Over 50 years ago, the Supreme Court in Gissel Packing ruled that, to avoid infringing the First Amendment, NLRB must consider the context of a particular labor relationship when the Board prosecutes employer speech. At the time, NLRB’s policies at the time imposed a “duty to focus on the question: ‘What did the speaker intend and the listener understand?’” But NLRB has since whittled away at Gissel Packing rule, reasoning that an “objective” test of coercion means that an employer’s subjective intent is irrelevant. The agency took it one step further in its case against FDRLST and determined that contextual evidence of a listener’s understanding is also irrelevant. Using its dictionary of idioms, the Board insisted that Domenech’s joke about sending employees “back to the salt mine” cannot possibly be read as anything other than a threat.

Argument in the Third Circuit

At oral argument before the Third Circuit, Judge Paul Matey identified the link between NLRB allowing a stranger to file a charge and the lack of contextual evidence. Judge Matey saw how these two points overlap. Questioning NLRB’s attorney, he said, “You cite a host of cases that deal with employees for the proposition that you have jurisdiction to investigate conduct. Then you raise a bunch of cases that deal with specific threats to lose jobs, to have fewer desirable conditions, and say that they apply to substantiate that regarding a joke, and it all comes together in a very creative and novel interpretation of your power under the NLRA” – “[o]ne that extends to expressions that are clearly understood by reasonably speakers of English as humor, because they might have the potential to influence those employee relationships that as we said were not really employer relationships ‘cause they were brought by [a] third party.”
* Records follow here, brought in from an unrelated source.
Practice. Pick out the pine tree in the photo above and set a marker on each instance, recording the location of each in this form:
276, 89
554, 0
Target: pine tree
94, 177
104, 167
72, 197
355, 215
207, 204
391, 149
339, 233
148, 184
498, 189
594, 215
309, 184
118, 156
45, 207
For his part, Judge Thomas Hardiman was more interested in the Board’s intruding on the First Amendment. He pressed the Board on whether it has ever before found an employer’s speech threatening based on so little contextual evidence: “where is the evidence in this record that the ALJ or the Board considered the context in which this tweet was issued? All the facts and circumstances surrounding the tweet including when it was made, how many people worked at the company, all that sort of thing. It seems like a pretty thin record as to whether … the tweet was contextualized. … I’m asking, where? Please point to the ALJ’s opinion, the Board’s opinion, to give us some confidence that this tweet was contextualized and not viewed in a vacuum.” Judge Hardiman also expressed concern that employer speech on social media presented new challenges and questioned whether this case would just be a one off. But this case is not a one off. In fact, this isn’t even the only charge Joel Fleming has filed—he charged another conservative publication as well.

The third member of the panel, Senior Circuit Judge Anthony Scirica, asked several questions about the two jurisdictional issues but cautioned that he thought the “stronger argument” was about the merits of whether NLRB put forward substantial evidence to overcome the First Amendment restraints on its authority.

It seemed from oral argument like the panel recognized that NLRB’s prosecution of FDRLST was an extension of its powers. Time will tell, though, how they’ll decide the case.